A tool to fetch and store Hacker News data in a SQLite database.

Installation

To install the Hacker News Data Fetcher, follow these steps:

  1. Install:

    pip install hn-data-fetcher
  2. Run the Script:

    • The script can be run in four different modes: update, backfill, overwrite, and overwrite-from-date.

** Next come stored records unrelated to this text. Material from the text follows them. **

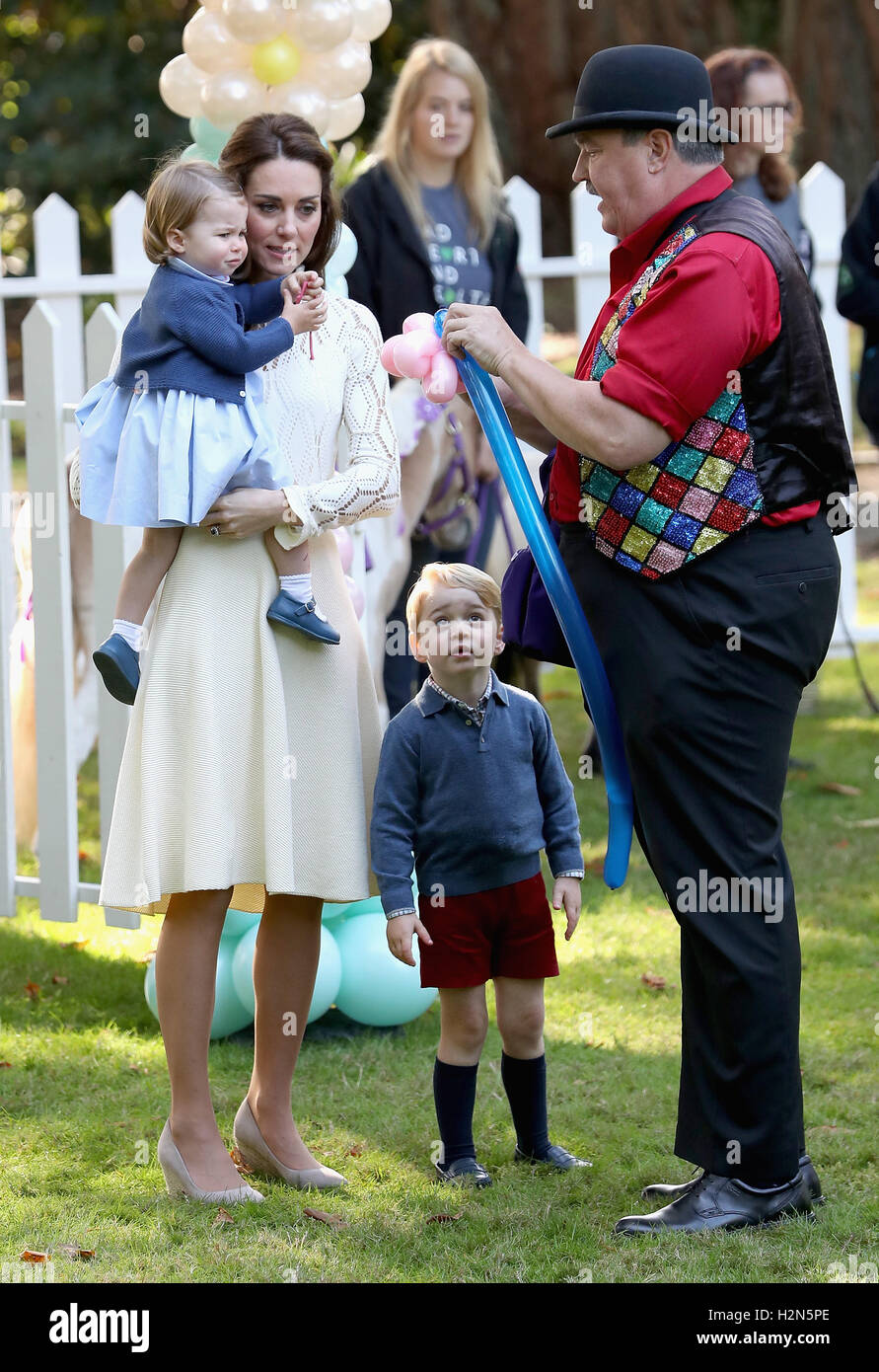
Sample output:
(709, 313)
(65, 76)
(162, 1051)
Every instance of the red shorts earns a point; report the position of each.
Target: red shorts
(505, 932)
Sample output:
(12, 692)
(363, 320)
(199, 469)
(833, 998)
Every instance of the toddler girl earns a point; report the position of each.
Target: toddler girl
(180, 421)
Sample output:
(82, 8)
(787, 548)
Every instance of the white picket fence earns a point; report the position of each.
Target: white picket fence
(62, 361)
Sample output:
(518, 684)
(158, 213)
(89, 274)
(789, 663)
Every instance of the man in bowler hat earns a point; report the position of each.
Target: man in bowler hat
(699, 461)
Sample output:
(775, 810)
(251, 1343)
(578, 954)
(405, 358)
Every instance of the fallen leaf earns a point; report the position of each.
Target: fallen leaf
(73, 1250)
(334, 1220)
(239, 1161)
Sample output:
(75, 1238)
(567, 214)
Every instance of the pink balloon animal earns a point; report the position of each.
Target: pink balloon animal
(418, 352)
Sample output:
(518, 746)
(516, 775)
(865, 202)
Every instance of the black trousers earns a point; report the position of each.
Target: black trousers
(706, 667)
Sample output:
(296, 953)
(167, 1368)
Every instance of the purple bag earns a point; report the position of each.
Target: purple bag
(530, 620)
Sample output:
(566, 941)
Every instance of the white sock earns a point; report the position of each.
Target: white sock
(301, 589)
(133, 634)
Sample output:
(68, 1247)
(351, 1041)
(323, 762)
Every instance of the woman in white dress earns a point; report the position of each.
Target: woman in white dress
(252, 755)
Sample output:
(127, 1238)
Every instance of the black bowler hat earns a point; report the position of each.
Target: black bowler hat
(643, 85)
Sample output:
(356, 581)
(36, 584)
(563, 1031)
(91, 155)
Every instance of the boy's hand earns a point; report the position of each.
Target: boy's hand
(566, 890)
(306, 316)
(400, 936)
(294, 283)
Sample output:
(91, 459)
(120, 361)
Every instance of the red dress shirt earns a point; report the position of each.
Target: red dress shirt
(713, 310)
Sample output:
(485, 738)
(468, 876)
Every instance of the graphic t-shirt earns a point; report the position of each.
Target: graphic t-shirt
(461, 271)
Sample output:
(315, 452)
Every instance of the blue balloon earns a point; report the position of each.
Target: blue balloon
(568, 609)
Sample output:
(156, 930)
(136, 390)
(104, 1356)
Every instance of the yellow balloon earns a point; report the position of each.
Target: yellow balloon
(277, 60)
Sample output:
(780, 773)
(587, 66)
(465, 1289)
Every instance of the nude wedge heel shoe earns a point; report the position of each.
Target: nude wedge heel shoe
(180, 1182)
(256, 1154)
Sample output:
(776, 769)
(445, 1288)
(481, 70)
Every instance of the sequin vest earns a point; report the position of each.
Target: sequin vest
(727, 470)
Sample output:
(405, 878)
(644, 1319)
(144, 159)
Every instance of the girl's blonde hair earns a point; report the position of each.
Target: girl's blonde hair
(477, 171)
(175, 199)
(452, 573)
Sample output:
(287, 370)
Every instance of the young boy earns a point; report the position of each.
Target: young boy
(471, 781)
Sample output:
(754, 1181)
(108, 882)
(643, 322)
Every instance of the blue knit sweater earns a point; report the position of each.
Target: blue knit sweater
(475, 805)
(188, 335)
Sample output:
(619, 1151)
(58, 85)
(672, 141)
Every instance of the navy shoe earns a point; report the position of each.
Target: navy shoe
(119, 665)
(464, 1171)
(287, 609)
(554, 1156)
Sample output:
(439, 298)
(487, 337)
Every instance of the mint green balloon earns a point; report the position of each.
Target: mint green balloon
(208, 136)
(376, 988)
(229, 1014)
(326, 984)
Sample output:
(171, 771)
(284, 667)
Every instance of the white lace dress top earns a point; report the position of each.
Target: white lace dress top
(252, 752)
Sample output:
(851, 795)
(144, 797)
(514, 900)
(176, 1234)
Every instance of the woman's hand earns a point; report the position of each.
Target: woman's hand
(249, 510)
(482, 331)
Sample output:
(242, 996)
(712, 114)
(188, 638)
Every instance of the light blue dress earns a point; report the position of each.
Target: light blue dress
(159, 458)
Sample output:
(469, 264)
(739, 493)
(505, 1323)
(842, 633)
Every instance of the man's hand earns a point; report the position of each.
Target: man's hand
(482, 331)
(566, 890)
(400, 936)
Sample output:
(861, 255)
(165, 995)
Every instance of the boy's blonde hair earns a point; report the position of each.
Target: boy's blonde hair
(452, 573)
(175, 199)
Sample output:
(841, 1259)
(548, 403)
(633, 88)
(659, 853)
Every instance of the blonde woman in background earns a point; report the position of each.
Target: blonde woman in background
(432, 228)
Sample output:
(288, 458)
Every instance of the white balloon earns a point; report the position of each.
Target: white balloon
(305, 101)
(370, 18)
(344, 116)
(229, 96)
(180, 85)
(340, 73)
(254, 21)
(321, 24)
(210, 44)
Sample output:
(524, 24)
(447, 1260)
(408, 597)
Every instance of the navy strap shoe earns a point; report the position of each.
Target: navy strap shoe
(464, 1171)
(554, 1156)
(716, 1202)
(119, 665)
(661, 1191)
(287, 609)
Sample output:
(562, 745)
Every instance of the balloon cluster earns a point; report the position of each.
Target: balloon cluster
(418, 352)
(273, 56)
(355, 971)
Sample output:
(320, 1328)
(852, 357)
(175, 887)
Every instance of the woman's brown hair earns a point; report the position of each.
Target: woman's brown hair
(728, 71)
(267, 136)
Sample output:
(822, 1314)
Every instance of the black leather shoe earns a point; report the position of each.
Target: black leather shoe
(660, 1191)
(464, 1171)
(554, 1156)
(714, 1202)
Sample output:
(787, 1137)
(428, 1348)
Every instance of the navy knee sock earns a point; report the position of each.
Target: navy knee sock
(524, 1082)
(454, 1095)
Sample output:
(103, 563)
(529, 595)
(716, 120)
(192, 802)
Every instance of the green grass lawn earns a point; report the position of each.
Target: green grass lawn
(85, 1095)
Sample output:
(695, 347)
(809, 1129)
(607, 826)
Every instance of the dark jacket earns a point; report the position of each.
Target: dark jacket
(393, 273)
(188, 335)
(857, 295)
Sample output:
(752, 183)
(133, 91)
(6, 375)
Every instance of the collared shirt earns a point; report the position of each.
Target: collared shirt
(474, 805)
(475, 713)
(712, 312)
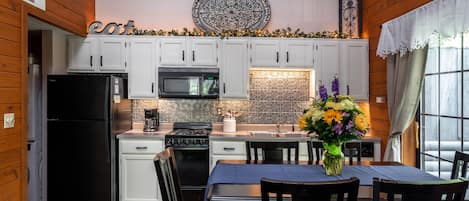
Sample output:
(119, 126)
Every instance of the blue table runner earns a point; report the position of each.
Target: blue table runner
(252, 173)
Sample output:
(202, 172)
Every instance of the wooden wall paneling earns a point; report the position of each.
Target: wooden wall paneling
(375, 13)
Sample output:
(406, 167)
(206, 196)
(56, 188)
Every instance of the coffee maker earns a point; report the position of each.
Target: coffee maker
(151, 120)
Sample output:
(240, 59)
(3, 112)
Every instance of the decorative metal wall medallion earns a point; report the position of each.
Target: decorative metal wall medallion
(350, 17)
(220, 15)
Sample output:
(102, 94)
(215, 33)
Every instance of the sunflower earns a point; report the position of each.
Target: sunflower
(331, 115)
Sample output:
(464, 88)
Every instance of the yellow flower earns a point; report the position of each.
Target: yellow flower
(361, 122)
(302, 122)
(331, 115)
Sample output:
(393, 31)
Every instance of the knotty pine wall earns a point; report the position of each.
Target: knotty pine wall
(375, 13)
(71, 15)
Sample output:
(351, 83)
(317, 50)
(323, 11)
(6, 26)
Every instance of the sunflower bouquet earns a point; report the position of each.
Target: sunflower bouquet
(334, 119)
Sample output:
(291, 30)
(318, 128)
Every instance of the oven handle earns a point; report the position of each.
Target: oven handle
(190, 148)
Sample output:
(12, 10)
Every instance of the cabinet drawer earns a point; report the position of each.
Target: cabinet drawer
(229, 148)
(139, 147)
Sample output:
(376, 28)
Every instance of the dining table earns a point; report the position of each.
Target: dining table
(240, 179)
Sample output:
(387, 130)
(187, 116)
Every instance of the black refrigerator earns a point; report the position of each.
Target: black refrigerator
(85, 113)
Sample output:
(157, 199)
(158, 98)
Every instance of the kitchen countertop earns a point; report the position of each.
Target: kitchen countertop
(243, 133)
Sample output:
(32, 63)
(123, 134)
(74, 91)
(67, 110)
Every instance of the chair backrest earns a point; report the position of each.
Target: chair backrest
(353, 149)
(168, 178)
(272, 151)
(315, 148)
(323, 191)
(454, 190)
(459, 165)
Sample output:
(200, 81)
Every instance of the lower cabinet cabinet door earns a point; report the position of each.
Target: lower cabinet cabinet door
(138, 181)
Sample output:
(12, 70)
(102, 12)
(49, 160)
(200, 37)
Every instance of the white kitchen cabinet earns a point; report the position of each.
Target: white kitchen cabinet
(106, 54)
(204, 52)
(327, 61)
(137, 175)
(143, 68)
(173, 51)
(182, 51)
(265, 53)
(354, 68)
(296, 53)
(234, 70)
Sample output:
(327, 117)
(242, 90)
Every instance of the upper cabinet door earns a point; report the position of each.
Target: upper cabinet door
(81, 54)
(354, 68)
(112, 54)
(326, 63)
(204, 52)
(234, 69)
(297, 53)
(265, 53)
(142, 70)
(173, 52)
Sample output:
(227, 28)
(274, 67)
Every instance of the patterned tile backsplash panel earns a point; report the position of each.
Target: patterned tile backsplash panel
(275, 96)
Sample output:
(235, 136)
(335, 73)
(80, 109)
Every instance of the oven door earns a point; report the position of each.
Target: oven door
(192, 166)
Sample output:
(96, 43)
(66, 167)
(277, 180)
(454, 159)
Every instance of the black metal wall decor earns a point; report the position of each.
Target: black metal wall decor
(218, 16)
(350, 17)
(111, 28)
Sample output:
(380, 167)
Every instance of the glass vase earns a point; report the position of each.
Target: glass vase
(333, 158)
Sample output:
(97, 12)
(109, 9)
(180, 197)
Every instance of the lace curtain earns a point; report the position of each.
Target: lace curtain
(414, 29)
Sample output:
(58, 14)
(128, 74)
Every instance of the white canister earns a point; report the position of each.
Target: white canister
(229, 125)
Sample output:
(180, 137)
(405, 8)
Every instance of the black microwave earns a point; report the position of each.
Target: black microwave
(188, 82)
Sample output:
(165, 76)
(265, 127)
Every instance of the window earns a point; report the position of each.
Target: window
(444, 117)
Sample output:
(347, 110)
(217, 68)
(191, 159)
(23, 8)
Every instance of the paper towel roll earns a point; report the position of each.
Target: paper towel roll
(229, 125)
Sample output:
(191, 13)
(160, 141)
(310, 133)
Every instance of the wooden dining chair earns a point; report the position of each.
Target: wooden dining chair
(353, 149)
(272, 151)
(459, 165)
(315, 150)
(449, 190)
(299, 191)
(168, 178)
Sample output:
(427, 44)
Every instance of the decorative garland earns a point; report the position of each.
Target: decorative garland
(279, 33)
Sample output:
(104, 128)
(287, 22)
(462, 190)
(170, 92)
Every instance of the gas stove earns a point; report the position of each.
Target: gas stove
(191, 152)
(189, 135)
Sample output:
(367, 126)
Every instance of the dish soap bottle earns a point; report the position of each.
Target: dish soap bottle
(229, 123)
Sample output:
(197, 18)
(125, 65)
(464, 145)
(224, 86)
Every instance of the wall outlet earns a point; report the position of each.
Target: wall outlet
(8, 120)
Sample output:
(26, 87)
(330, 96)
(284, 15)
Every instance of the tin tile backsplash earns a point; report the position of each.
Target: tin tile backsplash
(275, 96)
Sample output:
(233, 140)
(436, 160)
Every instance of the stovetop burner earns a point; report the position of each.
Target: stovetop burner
(191, 132)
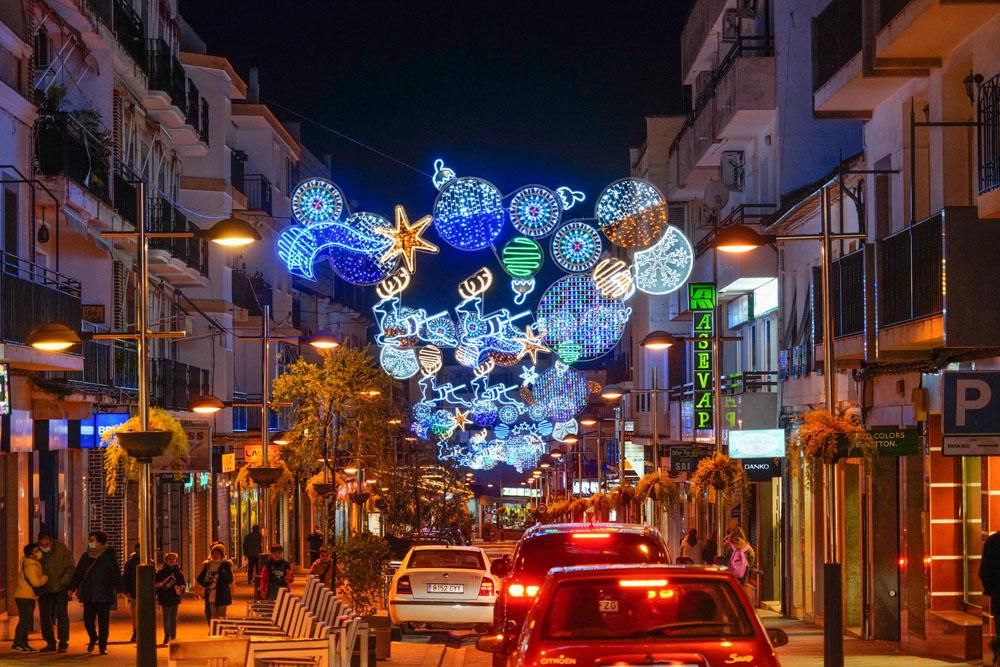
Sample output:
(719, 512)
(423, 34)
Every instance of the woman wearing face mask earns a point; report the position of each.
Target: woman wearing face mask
(216, 577)
(30, 581)
(97, 582)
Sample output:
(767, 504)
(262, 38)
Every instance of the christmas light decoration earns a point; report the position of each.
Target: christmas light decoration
(407, 240)
(577, 320)
(666, 266)
(317, 200)
(521, 257)
(535, 211)
(576, 246)
(563, 391)
(632, 213)
(469, 213)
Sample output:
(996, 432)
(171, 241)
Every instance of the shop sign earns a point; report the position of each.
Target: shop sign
(762, 470)
(893, 441)
(702, 298)
(685, 459)
(971, 413)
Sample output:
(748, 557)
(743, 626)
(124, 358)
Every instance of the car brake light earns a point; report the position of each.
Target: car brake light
(642, 583)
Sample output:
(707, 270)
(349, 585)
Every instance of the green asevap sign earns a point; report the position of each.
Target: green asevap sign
(893, 441)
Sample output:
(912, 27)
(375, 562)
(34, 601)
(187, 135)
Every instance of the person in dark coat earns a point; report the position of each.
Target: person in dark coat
(170, 586)
(128, 577)
(97, 581)
(252, 545)
(216, 577)
(989, 574)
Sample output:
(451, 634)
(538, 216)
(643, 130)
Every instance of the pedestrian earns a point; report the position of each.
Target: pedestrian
(53, 603)
(740, 556)
(324, 567)
(315, 541)
(691, 548)
(276, 573)
(251, 551)
(216, 577)
(989, 574)
(170, 586)
(30, 582)
(128, 578)
(97, 582)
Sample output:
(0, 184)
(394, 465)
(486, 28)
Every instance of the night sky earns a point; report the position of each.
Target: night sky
(516, 92)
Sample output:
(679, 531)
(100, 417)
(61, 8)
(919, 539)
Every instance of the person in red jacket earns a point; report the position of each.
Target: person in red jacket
(276, 573)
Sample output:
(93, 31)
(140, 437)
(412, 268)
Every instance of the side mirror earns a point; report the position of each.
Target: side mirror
(777, 636)
(491, 643)
(500, 568)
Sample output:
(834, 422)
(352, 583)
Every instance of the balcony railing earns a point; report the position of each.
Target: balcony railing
(988, 117)
(173, 385)
(125, 24)
(164, 217)
(910, 273)
(848, 294)
(836, 39)
(64, 148)
(165, 72)
(258, 191)
(32, 295)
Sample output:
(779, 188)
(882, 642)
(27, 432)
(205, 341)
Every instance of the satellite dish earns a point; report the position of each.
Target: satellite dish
(716, 195)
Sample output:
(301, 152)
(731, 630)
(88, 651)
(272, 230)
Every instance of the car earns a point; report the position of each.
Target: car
(696, 616)
(544, 547)
(443, 586)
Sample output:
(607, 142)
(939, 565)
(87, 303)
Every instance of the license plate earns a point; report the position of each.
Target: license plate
(445, 588)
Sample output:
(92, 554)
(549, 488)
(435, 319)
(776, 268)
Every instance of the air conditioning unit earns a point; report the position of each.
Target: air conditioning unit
(731, 25)
(732, 170)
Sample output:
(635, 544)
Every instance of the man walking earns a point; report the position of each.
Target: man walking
(251, 551)
(53, 602)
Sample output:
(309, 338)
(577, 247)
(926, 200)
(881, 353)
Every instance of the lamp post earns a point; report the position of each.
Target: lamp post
(740, 239)
(53, 338)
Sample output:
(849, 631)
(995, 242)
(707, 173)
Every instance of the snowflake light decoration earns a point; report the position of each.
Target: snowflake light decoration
(576, 246)
(632, 213)
(563, 391)
(469, 213)
(317, 200)
(575, 318)
(665, 266)
(535, 211)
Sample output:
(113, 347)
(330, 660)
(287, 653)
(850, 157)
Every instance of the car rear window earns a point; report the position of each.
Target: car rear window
(652, 608)
(447, 558)
(541, 553)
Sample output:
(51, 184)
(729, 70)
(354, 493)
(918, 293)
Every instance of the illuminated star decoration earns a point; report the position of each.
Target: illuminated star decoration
(461, 418)
(407, 239)
(531, 345)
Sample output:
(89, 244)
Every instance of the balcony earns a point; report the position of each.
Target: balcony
(32, 295)
(172, 385)
(173, 100)
(184, 262)
(737, 101)
(932, 290)
(258, 191)
(125, 24)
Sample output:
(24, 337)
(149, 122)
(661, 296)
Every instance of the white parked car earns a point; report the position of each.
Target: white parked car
(443, 587)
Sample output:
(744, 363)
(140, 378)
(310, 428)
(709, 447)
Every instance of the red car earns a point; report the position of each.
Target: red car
(682, 616)
(561, 545)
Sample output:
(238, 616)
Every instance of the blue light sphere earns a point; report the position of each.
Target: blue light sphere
(469, 213)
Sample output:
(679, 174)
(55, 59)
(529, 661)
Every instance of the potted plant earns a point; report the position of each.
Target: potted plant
(127, 444)
(825, 438)
(719, 472)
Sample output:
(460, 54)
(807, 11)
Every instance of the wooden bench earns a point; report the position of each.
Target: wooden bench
(970, 626)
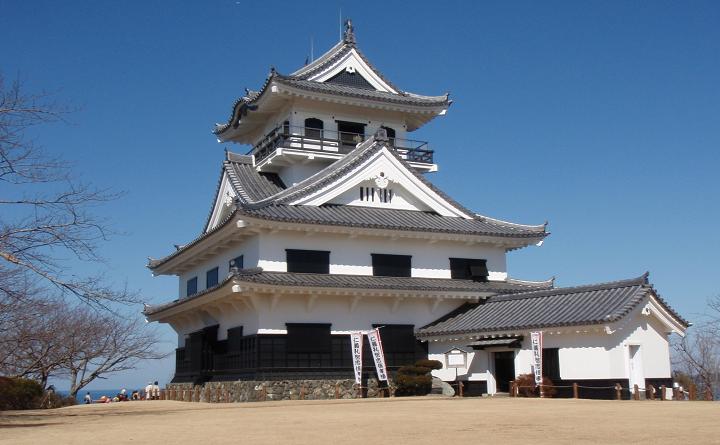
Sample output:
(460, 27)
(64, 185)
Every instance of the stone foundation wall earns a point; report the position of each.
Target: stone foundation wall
(258, 391)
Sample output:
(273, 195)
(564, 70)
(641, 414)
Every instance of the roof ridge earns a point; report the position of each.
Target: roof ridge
(630, 282)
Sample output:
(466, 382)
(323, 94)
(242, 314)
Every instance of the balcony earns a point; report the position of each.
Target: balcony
(333, 145)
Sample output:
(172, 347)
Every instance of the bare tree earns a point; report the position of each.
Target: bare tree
(698, 353)
(107, 345)
(46, 215)
(56, 339)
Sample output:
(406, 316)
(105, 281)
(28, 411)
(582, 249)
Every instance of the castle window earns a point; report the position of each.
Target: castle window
(211, 278)
(391, 134)
(191, 286)
(308, 261)
(313, 128)
(351, 133)
(391, 265)
(468, 269)
(370, 194)
(551, 363)
(236, 262)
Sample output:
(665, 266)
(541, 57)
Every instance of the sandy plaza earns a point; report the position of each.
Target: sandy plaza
(398, 420)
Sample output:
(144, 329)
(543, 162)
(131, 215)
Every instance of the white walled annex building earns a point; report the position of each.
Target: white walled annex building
(329, 225)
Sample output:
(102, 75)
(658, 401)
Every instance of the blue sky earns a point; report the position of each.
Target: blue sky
(601, 117)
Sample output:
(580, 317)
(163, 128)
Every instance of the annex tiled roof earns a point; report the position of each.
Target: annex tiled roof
(570, 306)
(369, 282)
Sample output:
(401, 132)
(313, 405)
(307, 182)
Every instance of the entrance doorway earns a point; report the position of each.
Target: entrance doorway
(504, 370)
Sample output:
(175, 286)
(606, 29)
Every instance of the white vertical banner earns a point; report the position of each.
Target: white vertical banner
(378, 356)
(536, 343)
(356, 347)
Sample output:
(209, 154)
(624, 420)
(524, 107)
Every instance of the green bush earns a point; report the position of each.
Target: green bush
(19, 394)
(527, 388)
(415, 380)
(432, 364)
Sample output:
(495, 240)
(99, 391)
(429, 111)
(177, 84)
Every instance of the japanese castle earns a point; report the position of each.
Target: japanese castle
(330, 224)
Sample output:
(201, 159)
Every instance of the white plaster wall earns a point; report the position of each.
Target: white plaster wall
(352, 256)
(583, 355)
(248, 248)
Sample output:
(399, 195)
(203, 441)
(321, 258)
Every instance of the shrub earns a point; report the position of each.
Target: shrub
(19, 394)
(527, 388)
(416, 380)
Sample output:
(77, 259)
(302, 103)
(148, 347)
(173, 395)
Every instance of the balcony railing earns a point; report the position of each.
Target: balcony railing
(313, 139)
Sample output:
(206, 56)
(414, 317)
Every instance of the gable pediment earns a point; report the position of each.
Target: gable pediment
(383, 181)
(224, 203)
(353, 68)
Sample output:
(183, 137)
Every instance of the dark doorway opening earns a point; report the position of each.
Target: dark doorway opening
(504, 370)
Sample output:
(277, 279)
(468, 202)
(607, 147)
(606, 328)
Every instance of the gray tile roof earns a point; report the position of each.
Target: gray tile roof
(570, 306)
(263, 196)
(368, 282)
(364, 93)
(300, 79)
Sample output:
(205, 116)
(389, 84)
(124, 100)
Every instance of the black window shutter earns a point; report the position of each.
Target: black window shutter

    • Use the following command to run the script:

      hn_data_fetcher --mode <mode> [--start-id <start_id>] [--start-date <start_date>] [--db-name <db_name>] [--concurrent-requests <concurrent_requests>] [--update-interval <update_interval>] [--db-queue-size <db_queue_size>] [--db-commit-interval <db_commit_interval>] [--tcp-limit <tcp_limit>]
    • Parameters:

      • --mode: Operation mode. Choices are update, backfill, overwrite, or overwrite-from-date.
      • --start-id: Starting ID for overwrite mode (required if mode is overwrite).
      • --start-date: Starting date for overwrite-from-date mode in YYYY-MM-DD format (required if mode is overwrite-from-date).
      • --db-name: Path to the SQLite database file to store HN items (default: hn2.db).
      • --concurrent-requests: Maximum number of concurrent API requests to HN (default: 1000).
      • --update-interval: How often to update the progress bar, in number of items processed (default: 1000).
      • --db-queue-size: Maximum size of the database operation queue (default: 1000).
      • --db-commit-interval: How often to commit database transactions, in number of items (default: 1000).
      • --tcp-limit: Maximum number of TCP connections. 0 means unlimited (default: 0).
    • Examples:

      • To update the database with new items:
        hn-data-fetcher --mode update
      • To backfill the database with historical items:
        hn-data-fetcher --mode backfill
      • To overwrite existing items starting from a specific ID:
        hn-data-fetcher --mode overwrite --start-id 1000
      • To overwrite existing items starting from a specific date:
        hn-data-fetcher --mode overwrite-from-date --start-date 2024-01-01
  3. Monitor Progress:

    • The script provides a progress bar with an estimated time of arrival (ETA) for completion.
    • It also handles errors gracefully and ensures that the database is updated correctly.
  4. Graceful Shutdown:

    • You can stop the script at any time by pressing Ctrl+C. The script will handle the shutdown gracefully, ensuring that all ongoing transactions are completed.

Local Development

  1. Install Development Dependencies:

    • Install the package in editable mode and development dependencies:
      pip install -e .
      pip install -r requirements-dev.txt
  2. Run Tests:

    • Execute the test suite:
      pytest tests/ -v